Yea poor herps.. wonder how good of care these reptiles are getting.. its a bit of a worry..Don't they cut ur hands off somewhere for stealing.. that mite deter them a bit


----------



## SnakeLover(coastals) (Mar 18, 2007)

i hope the police catch these crooks i hope those snakes lizard and crocs arent being harmed in anyway i to hope the croc bites there arm or leg off or something and what makes it worse is it was an educational faciity now those kids out there will miss out.


----------



## herptrader (Mar 18, 2007)

This item has some more detail:

http://www.theage.com.au/news/national/thieves-steal-rare-reptiles/2007/03/18/1174152870246.html


----------



## krusty (Mar 18, 2007)

i hate reading these sort of threads,it makes me feel sick.


----------



## cobb (Mar 18, 2007)

people like that deserve to be shot...i hope they picked up a venomous snake thinking it was a python and they got bitten and they thought nothing of it. and then died.


----------



## MrBredli (Mar 18, 2007)

There must have been a few albinos amongst those bluey... $20000-30000 worth??! :?


----------



## Paliadon (Mar 18, 2007)

I hope that the herps are all ok. More than likely on there way overseas. Bluddy smugglers!


----------



## DragonKeeper (Mar 18, 2007)

[email protected]! They will probably end up dying because those a$$holes cannot care for them! and if it was for money why not get exotics or something not bluetongues worth $70 each?


----------



## boydii (Mar 18, 2007)

gosh as soon as i start getting into breeding the more xpensive snakes ill defiantly be getting security i feel for those that have lost herps to thieves


----------



## Snake Catcher Victoria (Mar 19, 2007)

Some guy was found in his car in Frankston, unconcious, with a baby croc and a bag of lizards in the back seat..just heard it on the radio.The guy is in a stable condition.


----------



## nuthn2do (Mar 19, 2007)

Whats up with him do you know? OD or did he cop one from a ven.


----------



## moosenoose (Mar 19, 2007)

ssssnakeman said:


> Some guy was found in his car in Frankston, unconcious, with a baby croc and a bag of lizards in the back seat..just heard it on the radio.The guy is in a stable condition.

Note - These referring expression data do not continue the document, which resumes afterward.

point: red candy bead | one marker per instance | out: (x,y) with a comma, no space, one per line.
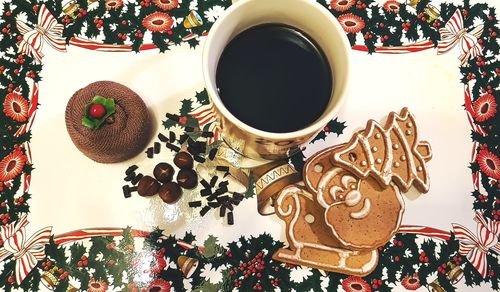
(97,111)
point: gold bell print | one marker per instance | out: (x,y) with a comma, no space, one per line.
(193,20)
(455,274)
(432,13)
(71,9)
(187,265)
(435,287)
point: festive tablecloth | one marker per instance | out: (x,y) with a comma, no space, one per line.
(65,224)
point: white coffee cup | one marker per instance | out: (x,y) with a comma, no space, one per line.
(307,16)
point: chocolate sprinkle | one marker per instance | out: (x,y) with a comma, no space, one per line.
(183,138)
(238,196)
(199,158)
(222,168)
(222,211)
(149,152)
(212,197)
(204,210)
(194,204)
(235,201)
(205,184)
(173,147)
(137,179)
(131,169)
(205,192)
(213,181)
(126,191)
(212,153)
(130,177)
(172,117)
(193,151)
(222,199)
(220,190)
(214,204)
(223,183)
(162,137)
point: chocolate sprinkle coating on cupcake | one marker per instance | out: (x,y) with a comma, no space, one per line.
(119,141)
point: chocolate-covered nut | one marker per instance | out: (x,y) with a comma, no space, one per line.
(183,160)
(170,192)
(187,178)
(164,172)
(148,186)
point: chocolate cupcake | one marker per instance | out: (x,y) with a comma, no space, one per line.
(122,135)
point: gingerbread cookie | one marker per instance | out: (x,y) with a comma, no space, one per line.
(311,241)
(361,213)
(390,154)
(316,166)
(351,202)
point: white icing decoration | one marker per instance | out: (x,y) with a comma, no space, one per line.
(353,198)
(346,180)
(363,212)
(309,218)
(343,254)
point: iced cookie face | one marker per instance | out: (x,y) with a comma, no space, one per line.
(362,213)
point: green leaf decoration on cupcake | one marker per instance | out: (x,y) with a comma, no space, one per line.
(97,111)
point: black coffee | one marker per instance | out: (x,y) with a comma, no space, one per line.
(274,78)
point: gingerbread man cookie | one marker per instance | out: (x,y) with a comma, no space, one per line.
(351,201)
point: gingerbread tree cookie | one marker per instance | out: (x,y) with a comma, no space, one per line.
(390,153)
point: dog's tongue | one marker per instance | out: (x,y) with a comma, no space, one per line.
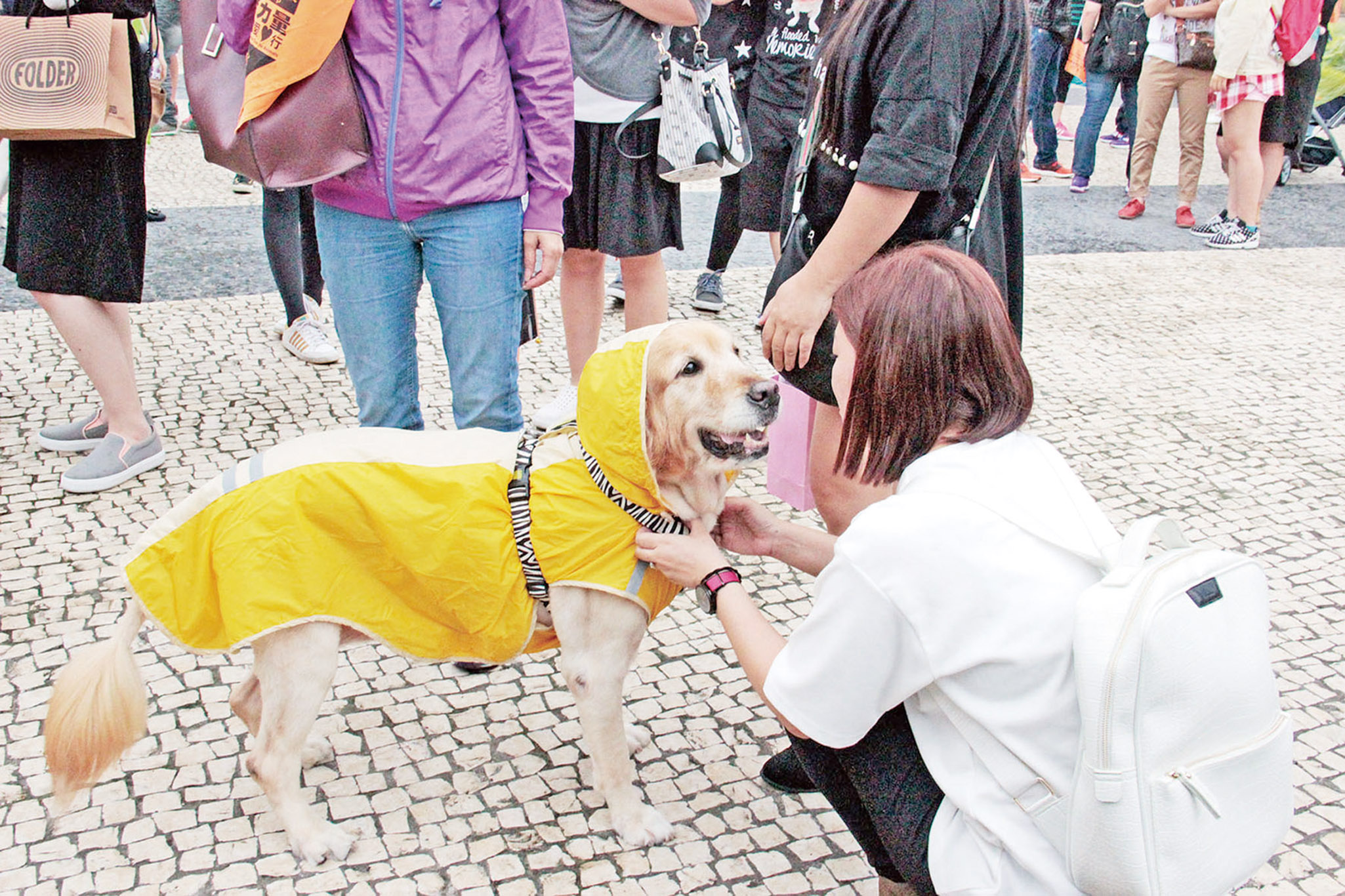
(749,440)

Maybe he'd been herp hunting in his sleep??  You know, sleepherpwalking


----------



## Wrasse (Mar 19, 2007)

nuthn2do said:


> <snip>or did he cop one from a ven.


 
Oh how wonderful if he did !!


----------



## pythoness (Mar 19, 2007)

hopefully kama will cop him, or a tiapan, either way 
anyone heard any more on this, i would laugh my guts out if the theif was tagged by his bounty, too good.


----------



## Snake Catcher Victoria (Mar 19, 2007)

http://www.theage.com.au/news/natio...ped-beside-croc/2007/03/19/1174152921467.html
AMBULANCE officers treating a man who turned out to have suffered a suspected epileptic fit while behind the wheel of a car early this morning were forced to call police when they spotted what turned out to be a stolen crocodile in the front seat.
It was later identified as one of several reptiles reported stolen from a children's education centre in Gippsland yesterday morning.
Several more were found in the car when ambulance officers were called to assess the man after he was seen slumped over the wheel of the car at the corner of Havana Crescent and Bowman Court on the Karingal estate, at Frankston, about 5.30am.
Sergeant Darren Hedge of Frankston Police was further surprised by what the find would lead to.
"Upon arrival, the ambulance officers let us know that there was a crocodile on the front seat," Sergeant Hedge said.
"So we had a look and sure enough there was a crocodile and in the back there was a few lizards and reptiles and a snake."
Sergeant Hedge said he had seen a report of the wildlife theft on a television news bulletin, and guessed the find was related and contacted the victims of that crime.
"And sure enough they've come up here and identified them as theirs," he said.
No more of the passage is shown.